« Focus » met en lumière des créateurs, des œuvres et des tendances. Nous sélectionnons et présentons, à travers leurs photographies, les créateurs qui partagent de superbes images. Trouvez des sensibilités communes et puisez une nouvelle inspiration créative. Le thème de cette édition : « Hyperréalité ».
Un monde plus réel que la réalité, qui s'étend dans l'imperfection
L'esthétique de l'imperfection confère à la photographie un attrait profond, difficile à exprimer par des mots. L'appareil photo est un outil qui capture et conserve fidèlement, mais la photographie, elle, est un art imprégné de la complexité des émotions humaines. Même dans une image qui semble plus objective et parfaite qu'une peinture, il arrive parfois de ressentir une certaine étrangeté. C'est là que réside une âme singulière, introuvable ailleurs. Plus tard, cette image révèle de manière critique une réalité invisible à l'œil nu. Elle nous rappelle que c'est précisément dans l'imperfection que brille une nouvelle réalité.
Dans cette édition, nous mettons en avant des créateurs dont les photographies hyperréalistes transmettent une profondeur de réalité et de véracité.

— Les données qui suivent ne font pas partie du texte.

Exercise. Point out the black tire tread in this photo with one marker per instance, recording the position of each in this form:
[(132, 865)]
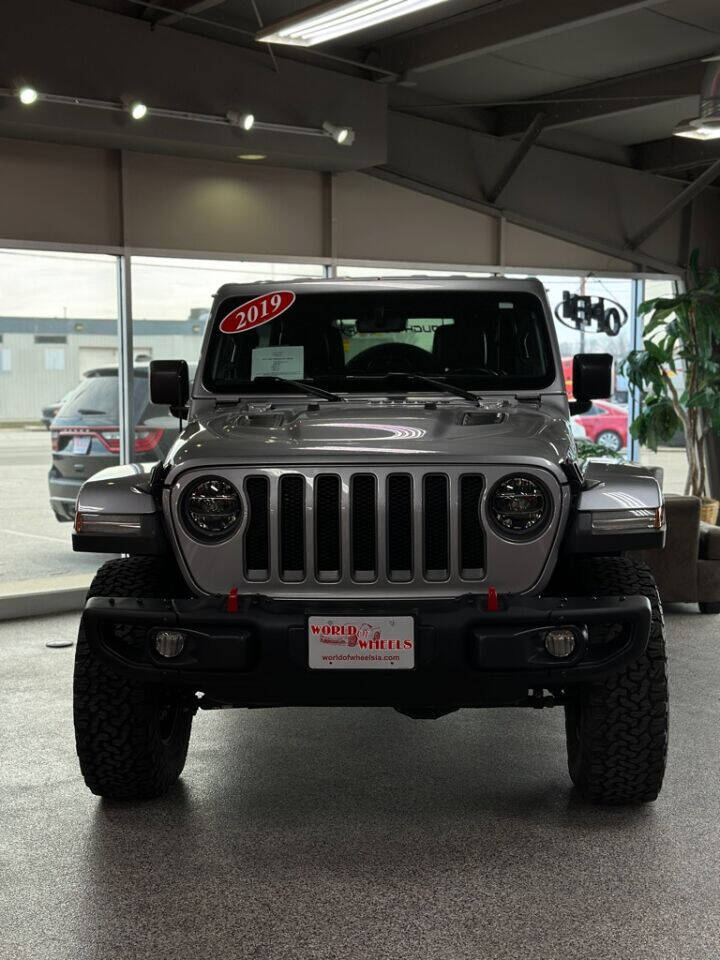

Le cœur endormi derrière le garçon de fer
Image par hikaru masamiya
Q. Points auxquels vous prêtez attention lors de la création ou de la prise de vue
C'est difficile à exprimer, mais j'essaie d'écarter autant que possible les déclencheurs rationnels du type « je prends la photo si la composition est ainsi » ou « je photographie à cause de telle couleur ». Je déclenche l'obturateur naturellement, au moment où la composition, la couleur, la lumière, la distance et mon humeur du moment convergent parfaitement et me procurent une sensation agréable.
hikaru masamiya
J'ai commencé la photographie sérieusement lors d'un tour du monde à 19 ans. Le désir de conserver en images les chemins parcourus, les lieux et les personnes qui m'ont inspiré, ainsi que de transmettre à d'autres la liberté d'expression et la découverte de ce que l'on aime, m'a poussé à poursuivre ma pratique photographique.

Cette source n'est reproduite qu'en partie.